Während ich mir meine Sorgen und meinen Ärger also von der Seele schreibe, passiert es oft, dass sich mein Blick auf gewisse Sachverhalte ändert: Eigentlich war ich mir doch sicher, dass ich im Streit mit meiner Schwester richtig lag. Aber wenn ich mir noch einmal durchlese, wie die Diskussion abgelaufen ist, dann tauchen plötzlich eigene Fehler vor mir auf. Das Tagebuch ist schonungslos. Es ist wie ein Spiegel, der uns helfen kann, den Blick auf Dinge zu schärfen, die wir zunächst nicht begriffen haben. Doch dazu gehört Mut zur Ehrlichkeit.
Wer sich ernsthaft auf ein Tagebuch einlässt, wird für seine neue Tätigkeit als Hobbyschreiber auch belohnt. Haben wir erst einmal eine gute Selbstreflexion entwickelt, fällt es uns leichter, Entscheidungen zu treffen. Wenn ich etwa entscheiden muss, ob ich beruflich noch auf dem richtigen Weg bin, kann ich mein Tagebuch zur Hand nehmen. Dann blättere ich durch die vielen Seiten und begebe mich auf eine Zeitreise: Wie erging es mir in der vergangenen Woche mit meinem aktuellen Job, was dachte ich vor drei Monaten darüber? Ging es mir besser, als ich etwas vollkommen anderes getan habe? Diese Fragen sind ohne Tagebuch im Nachhinein manchmal schwer zu beantworten. Im Laufe der Zeit verändern sich unsere Erinnerungen. Manches betrachten wir verklärt, manche Dinge dramatisieren wir unnötig. Das Tagebuch erlaubt mir, jederzeit einen Blick auf mein altes „Ich“zu werfen, und wie sich dieses Ich in den jeweiligen Momenten gefühlt hat.

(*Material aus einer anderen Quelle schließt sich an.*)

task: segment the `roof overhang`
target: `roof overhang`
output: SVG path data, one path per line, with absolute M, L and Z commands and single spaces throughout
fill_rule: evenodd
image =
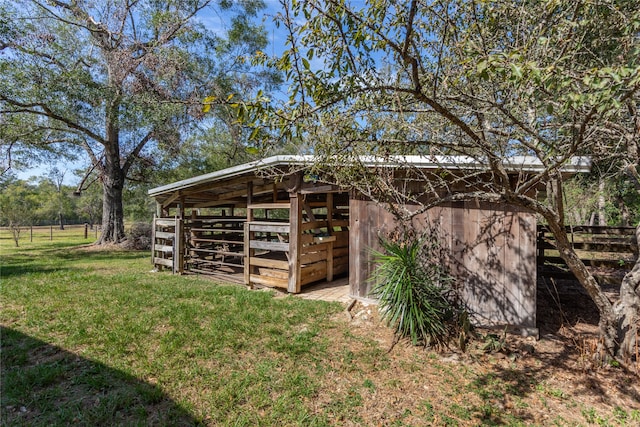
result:
M 152 188 L 149 196 L 156 197 L 166 193 L 181 191 L 194 186 L 224 181 L 230 178 L 278 167 L 301 167 L 312 165 L 316 157 L 313 155 L 281 155 L 267 157 L 250 163 L 222 169 L 208 174 L 196 176 L 171 184 Z M 469 156 L 361 156 L 360 163 L 365 167 L 413 167 L 418 169 L 447 170 L 483 170 L 488 169 L 488 162 L 479 162 Z M 502 163 L 509 173 L 540 173 L 547 168 L 537 157 L 514 156 Z M 572 157 L 560 168 L 564 174 L 588 173 L 591 171 L 591 159 L 588 157 Z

Hat man sich dazu durchgerungen, ein Tagebuch gewissenhaft zu führen, wird es zu einem engen Vertrauten, der in schwierigen Situationen mit Rat zur Seite stehen kann. Wer sich den positiven Auswirkungen eines Tagebuches bewusst ist, sollte nur den Fehler vermeiden, sich selbst durch das Tagebuch beeinflussen zu wollen. Schließlich haben wir eine bestimmte Vorstellung davon, wie unsere Zukunft verlaufen soll – ignorieren dafür die Faktoren, die gegen diese Idee sprechen. Das kann dazu verleiten, Texte in dem kleinen Büchlein so zu formulieren, dass sie uns später in dem erstrebten Plan bestärken. Am besten ist es also, gar nicht erst über die Zukunft nachzudenken, sondern einfach den Moment des Schreibens zu genießen und Gedanken und Gefühle ungefiltert herauszulassen.